Quando siamo in studio a registrare abbiamo una lavagna su cui appuntiamo gli spunti per le varie canzoni: possibili titoli, idee, cazzate… Chiunque abbia un’illuminazione si alza, prende il pennarello e ci scrive sopra qualcosa. Non ricordo chi se ne sia uscito con la frase “Jesus was a stoner”, se B-Real o Muggs, ma un bel giorno sono entrato in studio e l’ho trovata scritta lì, nero su bianco. Era fighissima e assurda, perciò l’abbiamo usata, ovviamente.
Elephants on Acid è una specie di viaggio intorno al mondo attraverso il suono: dipende dagli ultimi anni di incessante tour in giro per i cinque continenti?
Su questo non saprei dirti, ma era proprio così che lo volevamo! Cerchiamo sempre di trovare un approccio nuovo e diverso per ogni album che facciamo. Abbiamo fatto cose prettamente hip hop, progetti crossover, dischi in cui mescolavamo il reggae o la musica latina con il rap… Ci divertiamo a sperimentare e a non ripeterci troppo, pur rimanendo sempre noi stessi. Elephant on Acid assomiglia molto ai nostri primi lavori, ma è aggiornato al 2018.
Quest’anno cadono i trent’anni dalla fondazione del gruppo. Avete in mente di festeggiarli in qualche maniera particolare?
È vero, artisticamente siamo nati nel 1988 – e a pensarci fa un po’ impressione, trent’anni di Cypress Hill! – ma il nostro primo album omonimo è uscito nel 1991, perciò credo che aspetteremo il 2021 per le celebrazioni ufficiali in grande stile. O forse cominceremo già a festeggiare l’anno prossimo, quando ci assegneranno una stella sulla Hollywood Walk of Fame.
Ti sei fatto un’idea di quale sia il segreto della vostra longevità come band?

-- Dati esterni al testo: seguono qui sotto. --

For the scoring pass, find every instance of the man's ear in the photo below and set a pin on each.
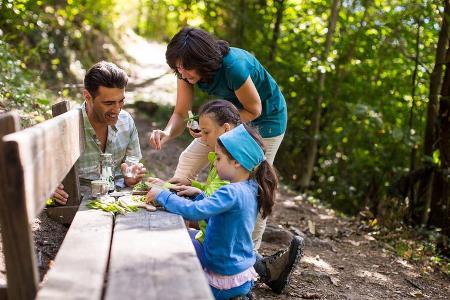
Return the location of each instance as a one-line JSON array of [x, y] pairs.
[[87, 95]]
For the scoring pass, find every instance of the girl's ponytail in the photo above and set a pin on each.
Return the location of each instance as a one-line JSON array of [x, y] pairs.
[[267, 181]]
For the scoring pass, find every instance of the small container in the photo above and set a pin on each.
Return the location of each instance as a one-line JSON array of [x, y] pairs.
[[99, 188], [192, 123], [130, 171], [106, 167]]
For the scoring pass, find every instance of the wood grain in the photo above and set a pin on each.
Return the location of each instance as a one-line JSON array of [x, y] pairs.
[[81, 263], [71, 181], [152, 257], [46, 152], [18, 246]]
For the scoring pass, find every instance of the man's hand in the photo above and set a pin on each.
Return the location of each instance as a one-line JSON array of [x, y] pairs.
[[180, 181], [158, 138], [188, 191], [138, 171], [152, 194], [59, 195]]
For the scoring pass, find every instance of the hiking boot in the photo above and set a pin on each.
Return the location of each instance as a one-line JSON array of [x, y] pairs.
[[280, 265]]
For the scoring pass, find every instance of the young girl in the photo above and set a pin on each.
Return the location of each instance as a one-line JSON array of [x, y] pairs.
[[201, 60], [228, 255], [217, 117]]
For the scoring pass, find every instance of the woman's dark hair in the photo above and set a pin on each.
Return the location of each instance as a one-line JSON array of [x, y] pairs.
[[221, 111], [264, 175], [104, 74], [196, 49]]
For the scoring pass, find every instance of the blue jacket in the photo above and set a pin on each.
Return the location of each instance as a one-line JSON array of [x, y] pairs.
[[232, 211]]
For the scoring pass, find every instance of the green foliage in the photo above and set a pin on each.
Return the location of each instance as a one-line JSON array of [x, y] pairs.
[[19, 89], [365, 139], [49, 35]]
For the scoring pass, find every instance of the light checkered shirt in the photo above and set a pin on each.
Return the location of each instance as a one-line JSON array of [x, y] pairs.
[[122, 142]]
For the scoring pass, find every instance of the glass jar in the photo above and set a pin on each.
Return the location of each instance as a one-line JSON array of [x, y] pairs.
[[106, 170]]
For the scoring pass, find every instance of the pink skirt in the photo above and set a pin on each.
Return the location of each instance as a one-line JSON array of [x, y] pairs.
[[226, 282]]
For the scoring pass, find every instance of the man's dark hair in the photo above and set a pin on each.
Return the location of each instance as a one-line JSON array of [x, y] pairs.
[[104, 74], [196, 49]]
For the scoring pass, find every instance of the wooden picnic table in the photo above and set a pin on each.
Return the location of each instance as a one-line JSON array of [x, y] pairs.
[[139, 255]]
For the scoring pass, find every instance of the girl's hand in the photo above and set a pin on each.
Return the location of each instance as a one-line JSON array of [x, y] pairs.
[[189, 191], [150, 198], [158, 138]]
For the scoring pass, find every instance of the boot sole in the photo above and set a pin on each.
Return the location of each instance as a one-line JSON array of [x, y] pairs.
[[299, 244]]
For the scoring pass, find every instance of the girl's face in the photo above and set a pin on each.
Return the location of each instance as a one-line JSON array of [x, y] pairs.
[[226, 167], [211, 130], [191, 76]]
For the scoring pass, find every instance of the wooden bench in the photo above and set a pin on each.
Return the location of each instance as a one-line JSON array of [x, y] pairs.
[[142, 255]]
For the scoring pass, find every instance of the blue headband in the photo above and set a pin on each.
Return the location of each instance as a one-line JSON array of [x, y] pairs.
[[243, 147]]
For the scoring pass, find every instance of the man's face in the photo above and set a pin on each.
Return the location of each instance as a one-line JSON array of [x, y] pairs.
[[106, 106]]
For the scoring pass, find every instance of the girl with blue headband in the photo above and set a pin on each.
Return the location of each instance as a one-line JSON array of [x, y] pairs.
[[228, 255]]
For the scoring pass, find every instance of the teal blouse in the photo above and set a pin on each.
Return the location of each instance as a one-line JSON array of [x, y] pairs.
[[237, 66]]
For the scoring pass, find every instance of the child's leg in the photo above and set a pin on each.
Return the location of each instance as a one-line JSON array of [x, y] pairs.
[[198, 247], [233, 292], [192, 160]]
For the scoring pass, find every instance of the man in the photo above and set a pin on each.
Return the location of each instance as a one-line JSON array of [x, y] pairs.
[[107, 128]]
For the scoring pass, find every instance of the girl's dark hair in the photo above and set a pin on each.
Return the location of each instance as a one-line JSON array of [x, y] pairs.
[[104, 74], [264, 175], [195, 48], [221, 111]]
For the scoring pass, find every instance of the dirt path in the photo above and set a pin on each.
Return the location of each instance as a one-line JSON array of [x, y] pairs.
[[342, 261]]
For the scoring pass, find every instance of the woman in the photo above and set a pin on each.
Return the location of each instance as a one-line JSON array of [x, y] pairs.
[[232, 74]]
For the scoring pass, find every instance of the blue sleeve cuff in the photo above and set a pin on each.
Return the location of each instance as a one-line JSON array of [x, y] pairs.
[[199, 197], [162, 197]]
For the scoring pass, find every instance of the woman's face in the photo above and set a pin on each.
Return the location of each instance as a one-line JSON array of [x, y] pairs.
[[191, 76], [211, 130]]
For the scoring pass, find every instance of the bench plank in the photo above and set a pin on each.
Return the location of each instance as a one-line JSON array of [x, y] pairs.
[[18, 246], [70, 182], [81, 263], [152, 257], [46, 152]]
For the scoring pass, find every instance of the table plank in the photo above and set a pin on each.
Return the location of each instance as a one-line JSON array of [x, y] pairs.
[[152, 257], [81, 263]]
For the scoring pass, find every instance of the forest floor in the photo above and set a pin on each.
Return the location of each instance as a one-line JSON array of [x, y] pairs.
[[343, 258]]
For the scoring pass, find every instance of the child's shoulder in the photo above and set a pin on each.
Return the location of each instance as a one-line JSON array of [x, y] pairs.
[[241, 186]]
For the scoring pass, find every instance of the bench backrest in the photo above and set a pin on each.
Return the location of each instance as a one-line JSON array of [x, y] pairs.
[[33, 162]]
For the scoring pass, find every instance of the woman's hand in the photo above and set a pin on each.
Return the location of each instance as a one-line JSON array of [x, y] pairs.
[[158, 138], [195, 134]]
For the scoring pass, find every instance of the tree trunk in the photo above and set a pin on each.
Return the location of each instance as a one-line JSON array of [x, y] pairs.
[[276, 29], [440, 205], [423, 205], [312, 146], [412, 163]]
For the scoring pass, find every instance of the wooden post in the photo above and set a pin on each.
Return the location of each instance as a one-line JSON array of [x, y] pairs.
[[18, 246], [65, 214]]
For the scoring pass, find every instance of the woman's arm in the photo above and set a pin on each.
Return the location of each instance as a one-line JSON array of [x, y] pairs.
[[175, 126], [250, 100]]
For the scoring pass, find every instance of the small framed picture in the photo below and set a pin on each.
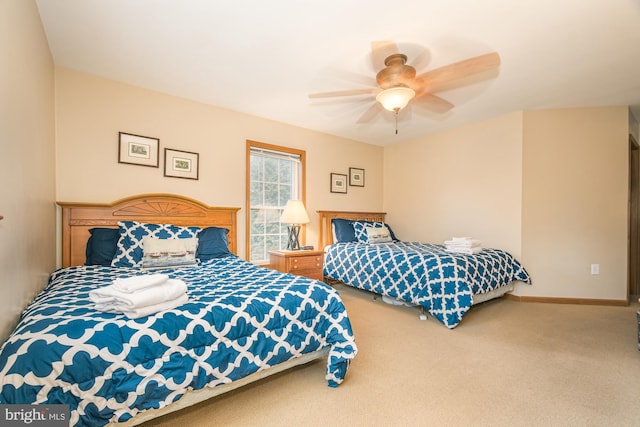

Non mollare. Credere in se stessi. Non far passare troppo tempo senza rivedersi o rimettersi al lavoro: anche quando trascorrono anni tra un album e l’altro, cerchiamo di riempire le pause con i tour, perché se non vai in tour e non spacchi dal vivo, non puoi definirti parte di una vera band. E restare fedeli alla propria arte: ovviamente crescendo ci si evolve, quindi cambiare idea è lecito, ma non tradire i propri princìpi è fondamentale. Devi nutrire la tua creatività e la tua carriera, allevarla come se fosse una figlia, per essere sicuro che cresca e diventi grande e forte.